En ese interín, entre el primer y
segundo actos, se me acercó mi linda y joven hija de la protagonista y me dijo:
-¡Mi querido George, hoy día;
mejor diré, esta noche, tú te consagras como actor de primera línea…
¡Tranquilo!
-¡Sí, pueee… ¡todo tiene
que salir OK! -replicó el director; porque esa tu escena es primordial…

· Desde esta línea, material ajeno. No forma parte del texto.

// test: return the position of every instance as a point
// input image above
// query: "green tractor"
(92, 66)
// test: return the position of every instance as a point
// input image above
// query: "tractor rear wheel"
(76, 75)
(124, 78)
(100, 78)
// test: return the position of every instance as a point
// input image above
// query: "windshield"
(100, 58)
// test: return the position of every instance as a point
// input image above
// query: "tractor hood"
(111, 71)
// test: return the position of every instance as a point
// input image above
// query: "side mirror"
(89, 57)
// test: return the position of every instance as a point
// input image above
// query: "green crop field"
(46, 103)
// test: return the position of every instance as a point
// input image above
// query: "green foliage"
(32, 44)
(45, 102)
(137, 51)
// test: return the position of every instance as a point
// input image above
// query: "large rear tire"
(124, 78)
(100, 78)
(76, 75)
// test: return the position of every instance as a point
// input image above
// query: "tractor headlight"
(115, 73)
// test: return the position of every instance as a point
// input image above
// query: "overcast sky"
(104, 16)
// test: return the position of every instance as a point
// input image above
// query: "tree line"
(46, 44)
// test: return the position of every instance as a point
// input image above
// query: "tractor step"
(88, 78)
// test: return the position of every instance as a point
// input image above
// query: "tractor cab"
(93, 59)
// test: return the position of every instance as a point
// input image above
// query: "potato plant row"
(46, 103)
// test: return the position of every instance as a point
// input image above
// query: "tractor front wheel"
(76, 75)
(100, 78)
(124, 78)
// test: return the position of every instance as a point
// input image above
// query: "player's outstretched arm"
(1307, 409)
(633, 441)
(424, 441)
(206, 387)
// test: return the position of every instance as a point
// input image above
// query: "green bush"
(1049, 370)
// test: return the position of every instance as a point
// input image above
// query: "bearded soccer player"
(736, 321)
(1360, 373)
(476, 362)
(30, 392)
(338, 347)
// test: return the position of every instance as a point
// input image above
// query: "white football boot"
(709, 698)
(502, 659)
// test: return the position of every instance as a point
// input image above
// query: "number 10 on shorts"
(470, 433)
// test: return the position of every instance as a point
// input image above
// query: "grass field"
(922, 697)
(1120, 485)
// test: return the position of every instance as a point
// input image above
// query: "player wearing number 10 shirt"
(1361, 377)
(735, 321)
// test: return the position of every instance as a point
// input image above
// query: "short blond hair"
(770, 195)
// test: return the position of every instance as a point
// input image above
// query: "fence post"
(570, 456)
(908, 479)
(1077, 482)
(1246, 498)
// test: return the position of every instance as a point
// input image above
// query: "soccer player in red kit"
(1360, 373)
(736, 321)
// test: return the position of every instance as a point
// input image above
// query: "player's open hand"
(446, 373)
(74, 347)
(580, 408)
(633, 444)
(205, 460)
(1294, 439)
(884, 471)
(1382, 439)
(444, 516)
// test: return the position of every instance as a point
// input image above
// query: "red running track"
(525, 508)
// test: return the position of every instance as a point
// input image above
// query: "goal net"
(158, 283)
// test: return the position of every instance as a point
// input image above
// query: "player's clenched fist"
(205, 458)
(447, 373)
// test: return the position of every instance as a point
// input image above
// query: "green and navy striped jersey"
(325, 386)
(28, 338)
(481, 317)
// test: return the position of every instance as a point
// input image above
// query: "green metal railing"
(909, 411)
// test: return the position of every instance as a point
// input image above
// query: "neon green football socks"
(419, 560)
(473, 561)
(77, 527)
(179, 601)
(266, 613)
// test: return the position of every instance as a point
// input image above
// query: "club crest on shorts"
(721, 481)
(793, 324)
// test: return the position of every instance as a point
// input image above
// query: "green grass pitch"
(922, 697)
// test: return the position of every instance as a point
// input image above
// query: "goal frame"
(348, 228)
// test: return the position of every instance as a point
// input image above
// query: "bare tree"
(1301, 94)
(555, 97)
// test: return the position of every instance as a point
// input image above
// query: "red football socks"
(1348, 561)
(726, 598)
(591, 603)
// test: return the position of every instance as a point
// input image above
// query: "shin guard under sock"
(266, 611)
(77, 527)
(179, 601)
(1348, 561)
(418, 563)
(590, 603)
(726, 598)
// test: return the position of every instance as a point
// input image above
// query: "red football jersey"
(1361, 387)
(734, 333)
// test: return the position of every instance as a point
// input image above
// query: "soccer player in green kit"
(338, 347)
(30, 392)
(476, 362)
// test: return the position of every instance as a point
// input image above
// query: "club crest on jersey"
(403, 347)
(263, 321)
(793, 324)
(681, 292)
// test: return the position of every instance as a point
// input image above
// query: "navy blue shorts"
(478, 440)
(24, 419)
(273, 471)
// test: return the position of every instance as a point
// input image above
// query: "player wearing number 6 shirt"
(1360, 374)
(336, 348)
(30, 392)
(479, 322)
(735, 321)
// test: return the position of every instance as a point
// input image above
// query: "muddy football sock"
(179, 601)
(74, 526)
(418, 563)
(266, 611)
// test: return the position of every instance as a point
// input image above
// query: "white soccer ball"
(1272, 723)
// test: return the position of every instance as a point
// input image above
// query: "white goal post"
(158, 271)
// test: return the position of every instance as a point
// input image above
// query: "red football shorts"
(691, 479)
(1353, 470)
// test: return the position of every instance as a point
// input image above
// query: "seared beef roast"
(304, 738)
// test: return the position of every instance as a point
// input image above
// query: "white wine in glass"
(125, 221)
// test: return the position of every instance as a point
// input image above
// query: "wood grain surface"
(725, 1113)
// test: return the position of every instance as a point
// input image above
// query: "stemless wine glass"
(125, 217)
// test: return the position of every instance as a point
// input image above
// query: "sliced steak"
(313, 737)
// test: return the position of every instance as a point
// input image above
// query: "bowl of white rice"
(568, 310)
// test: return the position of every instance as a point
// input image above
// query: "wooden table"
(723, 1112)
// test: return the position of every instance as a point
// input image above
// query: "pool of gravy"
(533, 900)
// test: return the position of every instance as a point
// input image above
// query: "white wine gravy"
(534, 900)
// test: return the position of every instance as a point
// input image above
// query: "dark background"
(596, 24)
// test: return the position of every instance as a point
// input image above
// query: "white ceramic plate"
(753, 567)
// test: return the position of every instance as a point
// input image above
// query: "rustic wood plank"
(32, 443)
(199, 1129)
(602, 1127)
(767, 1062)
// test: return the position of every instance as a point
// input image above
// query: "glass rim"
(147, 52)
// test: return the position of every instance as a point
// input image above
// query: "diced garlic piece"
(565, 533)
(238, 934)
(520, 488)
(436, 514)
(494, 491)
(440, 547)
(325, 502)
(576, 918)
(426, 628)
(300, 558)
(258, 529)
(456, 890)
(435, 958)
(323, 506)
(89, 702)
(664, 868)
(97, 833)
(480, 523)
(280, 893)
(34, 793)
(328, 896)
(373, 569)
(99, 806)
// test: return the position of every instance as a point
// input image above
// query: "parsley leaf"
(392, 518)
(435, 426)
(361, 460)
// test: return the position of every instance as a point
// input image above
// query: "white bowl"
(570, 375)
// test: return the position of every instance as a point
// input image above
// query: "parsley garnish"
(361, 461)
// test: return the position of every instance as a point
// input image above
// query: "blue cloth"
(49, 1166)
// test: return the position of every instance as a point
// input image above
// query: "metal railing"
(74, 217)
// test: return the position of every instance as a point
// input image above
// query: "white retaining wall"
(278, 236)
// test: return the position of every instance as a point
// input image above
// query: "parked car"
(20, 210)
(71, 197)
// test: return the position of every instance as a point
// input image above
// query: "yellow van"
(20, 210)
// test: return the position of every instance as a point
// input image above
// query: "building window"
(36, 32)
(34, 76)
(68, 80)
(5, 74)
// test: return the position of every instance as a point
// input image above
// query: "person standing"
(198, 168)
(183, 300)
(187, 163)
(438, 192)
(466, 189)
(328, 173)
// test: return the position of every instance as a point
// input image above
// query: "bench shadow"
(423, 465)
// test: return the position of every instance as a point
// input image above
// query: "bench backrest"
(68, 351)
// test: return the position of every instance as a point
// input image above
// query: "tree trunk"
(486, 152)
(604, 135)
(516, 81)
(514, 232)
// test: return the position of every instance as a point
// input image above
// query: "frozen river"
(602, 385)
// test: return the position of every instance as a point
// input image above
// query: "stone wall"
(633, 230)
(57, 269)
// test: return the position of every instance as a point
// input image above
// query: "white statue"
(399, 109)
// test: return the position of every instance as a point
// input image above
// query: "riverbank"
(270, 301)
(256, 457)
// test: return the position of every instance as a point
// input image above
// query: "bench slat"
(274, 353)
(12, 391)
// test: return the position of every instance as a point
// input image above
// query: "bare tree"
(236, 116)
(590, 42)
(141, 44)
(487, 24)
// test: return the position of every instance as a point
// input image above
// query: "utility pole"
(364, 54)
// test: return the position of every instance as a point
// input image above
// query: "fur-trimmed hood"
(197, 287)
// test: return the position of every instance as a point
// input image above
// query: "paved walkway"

Una vez vestido con todo mi
atuendo, metido en mi coraza y con mi lanza en ristre, me aproximé lentamente
al cajón mortuorio colocado encima de una mesa extensible de metal opaco. Los
cuatro cirios estaban chisporroteando y el gran Crucifijo colgado en la parte
superior, parecía estarme hablando amargamente debido al juego de luces y sombras
proyectadas sobre sus labios y sus ojos cobraron vida; todo ello, un tanto que
me sacó del quicio. Luego, junto al supuesto cadáver yacente, levanté de a
pocos la pesada tapa y con mucha sorpresa pude ver… Sí, yo vi que ese cadáver
estaba muy amarillo, con unas grandes ojeras… parecía despedir una faz esquelética,
tiesa; horrible y no movía ni una sola pestaña. Me quedé helado y esperé
algunos segundos para comprobar que realmente era un cuerpo sin vida. Lleno de
temor y espanto metí una mano y estaba más helada que una loza de cementerio. Se
esfumó mi parlamento, no pude más y exclamé a viva voz:
-¡P. M. esta muerta… está
muerta de verdad!
Y tuvieron que prender las luces,
porque yo salté del escenario, salí corriendo; digo, volando con mi lanza en
mano; más espantado que un demonio y seguía gritando dicho parlamento por plena
mitad de la platea y los asistentes, asustados, me siguieron en mancha,
contagiados por el extraordinario realismo de mi primera y última actuación.